Leveraging a Learning Culture for Certificate Management
When you ask engineers what they think about digital certificates, you’re likely to get a groan, an eye roll and a story about their last application outage. Digital certificates are a necessity in today’s world, and engineers spend a lot of time and effort managing certificates.
For those who are lucky enough to have never installed or rotated a certificate, here’s a crash course: A digital certificate is a cryptographically signed key pair used by websites and applications to establish trust and enable encryption. In simplest terms, it is a critical part of the “Secure” indicator in your browser, an indicator that your credit card and personal information is being encrypted in flight as you place your order on your favorite website.
Digital certificates expire and must be renewed periodically, usually every one to two years. In fact, the CAB Forum has recently pushed this trend and dictates a two-year maximum validity period. But in this age of virtual instances and microservice architecture, one standard doesn’t fit every model. When we consider short-lived machine and compute instances that spin up and down, a period of days for a certificate is more appropriate. But long-lived instances, which may last for years, mean certificate maintenance is required before it expires, and an increased potential for mistakes and outages.
When certificates expire, so does the ability for your application to successfully complete a TLS handshake – no encryption means your application stops working. Engineers need to make sure new certificates are installed before this occurs. With hundreds of thousands of certificates to manage in an environment the size of Target, you can see where it gets cumbersome, not to mention time-consuming, to ensure this all happens without issue.
Our Digital Certs & Crypto Services team knew how much time and effort engineers were spending on managing certificates – time that could be spent doing other things. We understood the challenge, the obstacles and impact outages pose. So we took advantage of our learning culture and the ability to innovate to build a service to help engineers better manage certificates.
We were able to leverage a vendor API framework that we felt could be used to create a full lifecycle certificate management service. With an eye toward our internal customers, and thinking about how engineering teams worked day to day, we stood it up as a consumable service, easy to leverage, and in the spirit of full stack ownership. By doing this, we were able to eliminate manual management and enhance our service offering without the need for additional members of the Digital Certs & Crypto Services team. Engineers are now empowered to solve certificate needs in the most appropriate way for their application.
Launching this service to automate manual steps has eliminated human error and drastically sped up processing. Certificate provisioning times have dropped from days to seconds. Providing clear guardrails has created fewer security policy exceptions because engineers are fantastic at working within constraints that are clear and reasonable. Fewer exceptions mean the Digital Certs & Crypto Services team can spend more time on service improvements than one-off solutions. Improved monitoring and reporting has driven incidents down more than 70 percent, and if an incident does occur, mean time to recovery is dramatically reduced due to improved provisioning times.

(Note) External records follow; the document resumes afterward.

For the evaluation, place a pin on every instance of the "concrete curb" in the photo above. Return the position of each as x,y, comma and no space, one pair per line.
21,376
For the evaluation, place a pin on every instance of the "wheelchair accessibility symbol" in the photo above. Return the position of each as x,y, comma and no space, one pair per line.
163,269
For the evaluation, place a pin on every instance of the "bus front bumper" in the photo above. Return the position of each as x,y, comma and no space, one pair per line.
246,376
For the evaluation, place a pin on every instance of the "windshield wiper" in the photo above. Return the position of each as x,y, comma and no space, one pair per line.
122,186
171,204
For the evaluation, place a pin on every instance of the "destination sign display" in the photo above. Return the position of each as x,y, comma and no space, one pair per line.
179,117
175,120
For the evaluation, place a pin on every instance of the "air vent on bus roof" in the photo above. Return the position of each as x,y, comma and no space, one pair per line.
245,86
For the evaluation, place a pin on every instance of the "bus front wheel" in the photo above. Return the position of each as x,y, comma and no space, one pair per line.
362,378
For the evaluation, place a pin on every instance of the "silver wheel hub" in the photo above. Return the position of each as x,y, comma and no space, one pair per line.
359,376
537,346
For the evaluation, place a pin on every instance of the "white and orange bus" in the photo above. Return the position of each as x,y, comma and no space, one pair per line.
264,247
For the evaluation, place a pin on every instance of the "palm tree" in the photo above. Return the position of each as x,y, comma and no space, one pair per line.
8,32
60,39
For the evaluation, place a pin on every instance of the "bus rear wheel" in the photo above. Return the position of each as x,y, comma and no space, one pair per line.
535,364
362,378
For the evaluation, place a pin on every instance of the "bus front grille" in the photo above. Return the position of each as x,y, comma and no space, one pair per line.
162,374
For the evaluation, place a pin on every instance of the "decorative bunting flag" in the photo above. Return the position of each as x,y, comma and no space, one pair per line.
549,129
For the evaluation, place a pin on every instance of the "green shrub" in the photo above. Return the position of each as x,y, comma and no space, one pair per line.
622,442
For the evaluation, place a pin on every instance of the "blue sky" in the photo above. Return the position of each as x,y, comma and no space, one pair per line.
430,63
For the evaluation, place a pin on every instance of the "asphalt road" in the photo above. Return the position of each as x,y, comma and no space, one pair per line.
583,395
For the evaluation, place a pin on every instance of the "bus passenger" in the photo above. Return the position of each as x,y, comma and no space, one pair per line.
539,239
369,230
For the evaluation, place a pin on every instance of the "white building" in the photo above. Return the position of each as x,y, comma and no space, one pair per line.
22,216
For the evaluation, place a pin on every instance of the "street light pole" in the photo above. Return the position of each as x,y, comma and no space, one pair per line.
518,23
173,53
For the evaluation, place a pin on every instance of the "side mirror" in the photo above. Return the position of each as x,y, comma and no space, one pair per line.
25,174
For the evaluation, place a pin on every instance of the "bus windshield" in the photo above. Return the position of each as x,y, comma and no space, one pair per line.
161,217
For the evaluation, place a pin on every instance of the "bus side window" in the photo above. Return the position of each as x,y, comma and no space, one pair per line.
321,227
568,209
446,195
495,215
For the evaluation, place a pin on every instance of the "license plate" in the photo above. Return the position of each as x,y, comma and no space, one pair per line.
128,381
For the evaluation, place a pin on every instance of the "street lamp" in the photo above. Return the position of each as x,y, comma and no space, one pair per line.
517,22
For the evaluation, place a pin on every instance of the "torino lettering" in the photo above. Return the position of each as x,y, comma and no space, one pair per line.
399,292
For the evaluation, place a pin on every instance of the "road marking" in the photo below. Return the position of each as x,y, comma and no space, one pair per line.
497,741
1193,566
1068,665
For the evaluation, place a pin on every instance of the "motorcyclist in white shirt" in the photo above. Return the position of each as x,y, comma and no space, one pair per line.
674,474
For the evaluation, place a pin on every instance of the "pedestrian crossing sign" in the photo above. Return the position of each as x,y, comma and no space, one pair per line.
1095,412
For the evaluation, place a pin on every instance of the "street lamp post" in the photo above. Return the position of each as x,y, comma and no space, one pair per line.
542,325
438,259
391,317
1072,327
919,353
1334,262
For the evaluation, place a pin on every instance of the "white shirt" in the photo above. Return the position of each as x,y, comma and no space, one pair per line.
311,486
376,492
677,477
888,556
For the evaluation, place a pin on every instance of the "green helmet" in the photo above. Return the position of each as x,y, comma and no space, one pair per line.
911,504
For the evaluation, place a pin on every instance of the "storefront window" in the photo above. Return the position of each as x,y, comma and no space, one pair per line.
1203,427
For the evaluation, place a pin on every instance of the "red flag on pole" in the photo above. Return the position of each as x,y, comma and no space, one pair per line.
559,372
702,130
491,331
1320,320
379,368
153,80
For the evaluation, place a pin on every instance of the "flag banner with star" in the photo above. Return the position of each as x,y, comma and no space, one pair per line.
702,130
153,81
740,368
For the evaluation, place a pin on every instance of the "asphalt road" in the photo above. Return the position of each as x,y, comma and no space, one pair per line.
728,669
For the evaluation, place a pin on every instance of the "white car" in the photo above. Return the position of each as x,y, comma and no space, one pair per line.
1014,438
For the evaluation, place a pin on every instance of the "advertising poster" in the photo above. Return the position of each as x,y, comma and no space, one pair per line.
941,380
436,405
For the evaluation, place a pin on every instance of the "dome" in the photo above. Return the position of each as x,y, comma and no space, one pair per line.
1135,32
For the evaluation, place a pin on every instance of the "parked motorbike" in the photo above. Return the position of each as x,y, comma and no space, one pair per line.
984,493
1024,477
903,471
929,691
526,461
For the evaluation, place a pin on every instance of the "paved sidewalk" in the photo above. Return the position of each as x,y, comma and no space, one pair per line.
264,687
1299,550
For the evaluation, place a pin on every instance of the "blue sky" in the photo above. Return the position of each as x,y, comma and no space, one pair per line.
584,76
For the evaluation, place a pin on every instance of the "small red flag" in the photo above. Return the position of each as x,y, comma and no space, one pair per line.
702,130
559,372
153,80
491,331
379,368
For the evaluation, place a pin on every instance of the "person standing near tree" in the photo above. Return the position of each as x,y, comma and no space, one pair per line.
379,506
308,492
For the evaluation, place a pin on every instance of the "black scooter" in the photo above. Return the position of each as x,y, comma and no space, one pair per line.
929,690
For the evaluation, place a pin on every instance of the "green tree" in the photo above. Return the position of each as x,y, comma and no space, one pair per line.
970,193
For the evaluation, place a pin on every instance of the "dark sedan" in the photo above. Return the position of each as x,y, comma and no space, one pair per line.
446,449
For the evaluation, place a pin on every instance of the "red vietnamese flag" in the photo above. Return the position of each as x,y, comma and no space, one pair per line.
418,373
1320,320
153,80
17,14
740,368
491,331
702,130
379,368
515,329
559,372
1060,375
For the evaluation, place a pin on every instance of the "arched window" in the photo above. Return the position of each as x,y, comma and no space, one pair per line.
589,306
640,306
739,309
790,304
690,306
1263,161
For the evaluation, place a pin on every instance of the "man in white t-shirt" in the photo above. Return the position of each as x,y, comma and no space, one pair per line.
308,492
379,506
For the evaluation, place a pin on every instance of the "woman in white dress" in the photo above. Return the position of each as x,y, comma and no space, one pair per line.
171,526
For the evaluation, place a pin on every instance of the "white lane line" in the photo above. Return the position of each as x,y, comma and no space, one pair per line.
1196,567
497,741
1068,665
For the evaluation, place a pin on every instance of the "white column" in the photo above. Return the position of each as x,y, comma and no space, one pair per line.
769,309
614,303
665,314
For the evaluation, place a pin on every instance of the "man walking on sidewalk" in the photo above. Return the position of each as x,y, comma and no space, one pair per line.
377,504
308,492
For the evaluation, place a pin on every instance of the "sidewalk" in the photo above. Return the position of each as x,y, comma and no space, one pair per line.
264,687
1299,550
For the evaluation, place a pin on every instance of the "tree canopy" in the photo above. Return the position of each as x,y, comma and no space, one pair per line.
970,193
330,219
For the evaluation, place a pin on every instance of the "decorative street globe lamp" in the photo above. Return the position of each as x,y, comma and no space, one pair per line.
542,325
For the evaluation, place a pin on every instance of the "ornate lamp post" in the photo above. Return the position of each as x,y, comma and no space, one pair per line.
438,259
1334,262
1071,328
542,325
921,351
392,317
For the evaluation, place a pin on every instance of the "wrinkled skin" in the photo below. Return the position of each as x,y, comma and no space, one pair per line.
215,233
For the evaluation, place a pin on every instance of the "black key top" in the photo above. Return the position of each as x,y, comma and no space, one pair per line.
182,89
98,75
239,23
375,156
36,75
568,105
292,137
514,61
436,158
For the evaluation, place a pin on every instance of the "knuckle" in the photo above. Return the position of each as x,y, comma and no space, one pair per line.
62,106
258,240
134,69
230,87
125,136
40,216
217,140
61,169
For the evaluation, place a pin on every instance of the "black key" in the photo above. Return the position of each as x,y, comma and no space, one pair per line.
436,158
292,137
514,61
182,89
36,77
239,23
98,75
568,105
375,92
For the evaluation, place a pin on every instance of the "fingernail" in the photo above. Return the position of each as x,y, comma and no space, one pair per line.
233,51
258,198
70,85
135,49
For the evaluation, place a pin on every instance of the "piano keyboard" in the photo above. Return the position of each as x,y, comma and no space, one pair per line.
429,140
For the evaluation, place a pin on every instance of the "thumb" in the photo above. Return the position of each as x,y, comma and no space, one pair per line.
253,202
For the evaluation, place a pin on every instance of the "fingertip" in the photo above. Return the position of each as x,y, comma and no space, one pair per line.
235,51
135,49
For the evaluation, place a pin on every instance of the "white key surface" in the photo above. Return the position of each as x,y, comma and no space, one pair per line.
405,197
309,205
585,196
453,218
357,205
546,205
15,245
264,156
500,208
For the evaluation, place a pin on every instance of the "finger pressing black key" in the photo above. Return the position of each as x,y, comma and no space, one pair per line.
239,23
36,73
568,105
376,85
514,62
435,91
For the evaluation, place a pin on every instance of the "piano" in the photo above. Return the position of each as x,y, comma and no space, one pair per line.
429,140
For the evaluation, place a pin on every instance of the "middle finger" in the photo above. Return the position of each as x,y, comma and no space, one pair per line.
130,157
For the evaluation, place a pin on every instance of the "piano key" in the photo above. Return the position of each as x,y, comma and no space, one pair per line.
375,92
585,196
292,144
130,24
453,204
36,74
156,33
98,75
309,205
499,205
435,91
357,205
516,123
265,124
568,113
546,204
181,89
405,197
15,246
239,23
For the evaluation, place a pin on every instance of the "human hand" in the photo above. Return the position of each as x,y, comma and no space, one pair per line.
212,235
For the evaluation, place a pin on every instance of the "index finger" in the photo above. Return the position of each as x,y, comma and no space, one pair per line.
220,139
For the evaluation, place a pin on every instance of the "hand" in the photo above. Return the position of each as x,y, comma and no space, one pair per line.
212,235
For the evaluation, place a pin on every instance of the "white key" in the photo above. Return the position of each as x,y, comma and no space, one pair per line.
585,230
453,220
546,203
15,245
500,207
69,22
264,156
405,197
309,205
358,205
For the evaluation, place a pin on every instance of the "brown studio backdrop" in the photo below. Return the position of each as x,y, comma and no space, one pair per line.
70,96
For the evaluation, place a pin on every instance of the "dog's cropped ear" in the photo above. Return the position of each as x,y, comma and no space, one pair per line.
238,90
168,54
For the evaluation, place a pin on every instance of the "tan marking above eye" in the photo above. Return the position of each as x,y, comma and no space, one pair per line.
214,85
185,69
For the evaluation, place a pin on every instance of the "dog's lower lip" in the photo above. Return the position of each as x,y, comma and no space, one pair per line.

This automation brought other benefits as well, including better consistency in how certificates are managed, which eliminates the need for teams to shoehorn one-size-fits-all security solution into their applications. It also has inspired teams to rethink the possibilities of how they manage their own certificate consumption.
Whether it’s an InfoSec hack-a-thon where delivery of certificates is extended to secure vaulting technologies, an intern challenge to bring automation and real-time alerting to team tools, or an innovation sprint to enable client/server mutual certificate authentication, embracing a learning culture has helped us to create innovative solutions that raise the bar and eliminate operational work and risk. We’ve also rolled out new capabilities like geo-location attributes to support projects like Unimatrix and piloted solutions using the ACME protocol.
The paradigm shift to cloud computing and microservices architecture dictates that security services must also undergo a paradigm shift. Engineering teams expect security solutions that enable the rapid pace of agile development while maintaining high security standards. Security solutions of today must be stable, easy to consume, and operate at the speed and scale of cloud. These three points are the mantra of the Digital Certs & Crypto Services team.
Now, what about those engineers who gave you the eye roll and story about their application going down? Today, they are more likely to smile and tell a story of how things “used to be” and dive into a tale of stability through automation, of new functionality and achievement that could only occur through a culture of collaboration, learning and innovation.
Aaron Everett is an enterprise security architect and product owner of the Digital Certs & Crypto Services team at Target. Tim Sward is a lead engineer on the Digital Certs & Crypto Services team at Target.